Nossas instituições políticas, todavia, têm se mostrado frágeis em demasia, por termos aqui a vigência de um presidencialismo de coalisão, com todos os seus percalços. Tal regime, na definição de Sergio Abranches, implica em uma coalizão multipartidária, que aqui não é eventual, mas sim imperativa e que tem sido requisito imprescindível para a governabilidade, com alto custo político. Na prática brasileira, presidentes que minam sua base aliada e se isolam politicamente não conseguiram terminar seus mandatos, como foi o caso de Collor e de Dilma, tendo como foco de desgaste a atuação do chamado Centrão, grupo político que forma e rompe tais coalisões baseado apenas em interesses imediatos, advindo daí práticas bizarras e escândalos de corrupção. A relação de causalidade entre tais coalizões e o aumento da corrupção não seria automático, já que as mesmas poderiam ser feitas de maneira republicana, legal e transparente.
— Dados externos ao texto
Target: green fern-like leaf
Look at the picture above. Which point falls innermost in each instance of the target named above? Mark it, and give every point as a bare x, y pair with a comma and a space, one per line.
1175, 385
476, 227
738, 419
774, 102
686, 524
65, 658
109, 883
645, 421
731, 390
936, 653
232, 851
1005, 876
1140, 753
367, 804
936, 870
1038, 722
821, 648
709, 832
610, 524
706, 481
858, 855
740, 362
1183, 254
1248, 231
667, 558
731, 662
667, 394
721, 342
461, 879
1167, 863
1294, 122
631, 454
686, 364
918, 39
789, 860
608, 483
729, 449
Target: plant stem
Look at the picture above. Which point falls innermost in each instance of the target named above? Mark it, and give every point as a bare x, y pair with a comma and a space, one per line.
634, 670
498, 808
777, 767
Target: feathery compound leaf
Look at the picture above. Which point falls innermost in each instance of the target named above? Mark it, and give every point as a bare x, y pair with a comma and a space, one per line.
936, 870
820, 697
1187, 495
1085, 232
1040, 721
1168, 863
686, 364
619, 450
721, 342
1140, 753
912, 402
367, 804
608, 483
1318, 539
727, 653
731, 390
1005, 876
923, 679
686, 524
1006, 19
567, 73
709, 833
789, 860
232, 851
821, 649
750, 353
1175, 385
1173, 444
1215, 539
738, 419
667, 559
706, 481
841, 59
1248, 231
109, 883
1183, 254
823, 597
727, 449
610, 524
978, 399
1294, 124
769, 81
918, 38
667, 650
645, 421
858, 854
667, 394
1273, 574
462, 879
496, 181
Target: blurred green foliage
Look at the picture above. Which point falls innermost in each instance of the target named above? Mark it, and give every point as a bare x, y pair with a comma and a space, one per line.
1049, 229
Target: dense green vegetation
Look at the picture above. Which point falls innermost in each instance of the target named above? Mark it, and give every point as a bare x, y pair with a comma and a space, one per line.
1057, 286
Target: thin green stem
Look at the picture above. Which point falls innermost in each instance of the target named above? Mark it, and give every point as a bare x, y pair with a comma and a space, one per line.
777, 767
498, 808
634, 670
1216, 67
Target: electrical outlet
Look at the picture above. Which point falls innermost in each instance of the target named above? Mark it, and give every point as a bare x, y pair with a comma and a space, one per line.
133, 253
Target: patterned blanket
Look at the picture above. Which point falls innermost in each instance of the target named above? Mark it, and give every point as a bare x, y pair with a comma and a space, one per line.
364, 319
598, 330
Mas este certamente não é o caso brasileiro e o atual governo, particularmente diante do quadro de liquefação em que se meteu, agravado pela gravidade da pandemia de covid, não tem feito outra coisa senão avançar sobre a institucionalidade vigente e solapar as bases da democracia no país. O resultado não poderia ser outro, o estrondoso fracasso brasileiro no controle da presente pandemia e das políticas sociais em geral.
Sem dúvida, a situação atual de mortandade no Brasil não deixa de ser mais um resultado das formas pouco republicanas de ação política que vimos assistindo no país, nas quais o atual governo, acolitado por seus agentes do Centrão, têm especial responsabilidade. Sem esquecer, é claro, da psicopatia genocida, obtusa e destrutiva da qual padece o Presidente da República (e mais ainda padecemos todos nós). Isso precisa ser interrompido!
*Flávio de Andrade Goulart é médico, professor de Medicina na UFU e na UNB, secretário municipal de Saúde em Uberlândia e é sobrinho do poeta Carlos Drummond de Andrade.